Cleaning the SpeechCommand dataset
Simple Audio Recognition
The Tensorflow Simple Audio Recognition tutorial is a great way to get started with machine learning. It uses the Speech Command Dataset to detect spoken occurrences of different keywords. With an accuracy of 85 to 90%, it’s pretty good but I want to take it a step further. The first step was to use a different model. The Honk project already tested some and the Res8 model was both small and performant. The second step was to use the updated version of the Speech Command Dataset. This boosted the recognition rate to 93%. After utilizing these low hanging fruits I ran across a wall. The model just wouldn’t improve.
Finding bad data fast
Time to take a closer look at the dataset. With over 100k files I could just pick some samples to manually review. At first glance, it looked good. But then I ran the model to spit out the audio files which were miss-classified. This time the result was different. The yield was just a couple hundred files. This time more of half of the files were silence or wrong words and cutoff samples. I removed them and rerun the model. I inserted the manually review correct files with a prefix back to the dataset. The prefix was used so that I wouldn’t have to review them again.

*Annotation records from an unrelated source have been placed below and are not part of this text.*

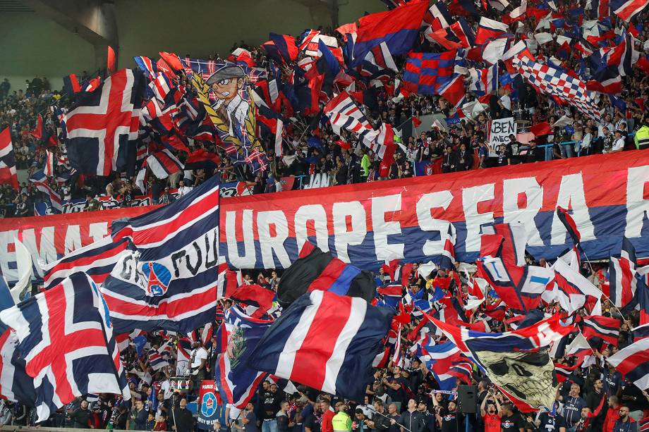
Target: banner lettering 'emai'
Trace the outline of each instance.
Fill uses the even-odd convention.
[[[590,259],[619,253],[624,235],[638,256],[649,254],[649,153],[641,150],[323,190],[222,199],[220,253],[238,268],[286,267],[308,240],[375,269],[394,259],[435,261],[443,249],[440,233],[452,223],[457,259],[473,261],[482,228],[509,222],[527,228],[530,253],[554,258],[570,245],[555,216],[561,206],[573,212]],[[2,271],[15,280],[19,232],[35,262],[51,261],[107,235],[107,218],[115,218],[109,211],[145,209],[0,220]]]

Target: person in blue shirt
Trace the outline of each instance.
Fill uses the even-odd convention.
[[[617,396],[622,388],[622,375],[615,370],[615,368],[609,365],[604,369],[602,383],[604,391],[608,396]]]
[[[579,395],[579,385],[573,383],[570,386],[570,392],[567,397],[559,396],[564,403],[564,417],[569,428],[571,428],[581,419],[581,409],[588,406]]]
[[[619,407],[619,419],[613,426],[613,432],[637,432],[638,424],[629,416],[629,407],[621,405]]]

The new model still spits out new false classifications. Upon reviewing them the silent files and wrong files were mostly but not completely gone. What was left were more cutoff files. I guess these were classified correctly by chance. Like files “on” and “off” where just the “o” was audible have roughly a 50% chance to get classified correctly. The other reason could be that the old model learned to recognize word parts as correct labels. For the keyword, “Sheila” “She” was also classified as a valid sample. This is very bad because it doesn’t show up in the dev error and leads to unexpected detections in production.
After a few iterations, the errors got less and less so I could be confident most of the errors are gone. This procedure took significantly less time than manually reviewing all the data. It’s also a starting point for a method which makes eliminates manually reviewing files at all.
Be careful when cleaning data
When cleaning your dataset you have to be very careful. You have to be aware that every time you are changing your test and eval sets you are changing the distribution of your data. This can have a big impact on your production model. In my case, the model will be used to recognize words which are streamed from a microphone. The speech command dataset was recorded in with an app/browser and trimmed by a program. Because the production model will work continuously, cut off examples won’t occur in production. Removing them from the training examples moves our training set closer to the production-distribution. If we instead wanted to use our model to recognize captured voice snippets and cutoff examples are to be expected, this cleanup step would be counterproductive.
Here is the clean dataset with a folder which contains the bad files. Of the 110k files, 3500 were removed which represent about 3% of the files. The new dataset gave me a recognition rate of 95.5% and with some tuning of the learning rate I was able to finally get 97.3%. One last trick was to increase the background noise during training, which got me to 97.6%.
At this point, the misclassified keywords are hard to interpret even for a human closely listening with headphones.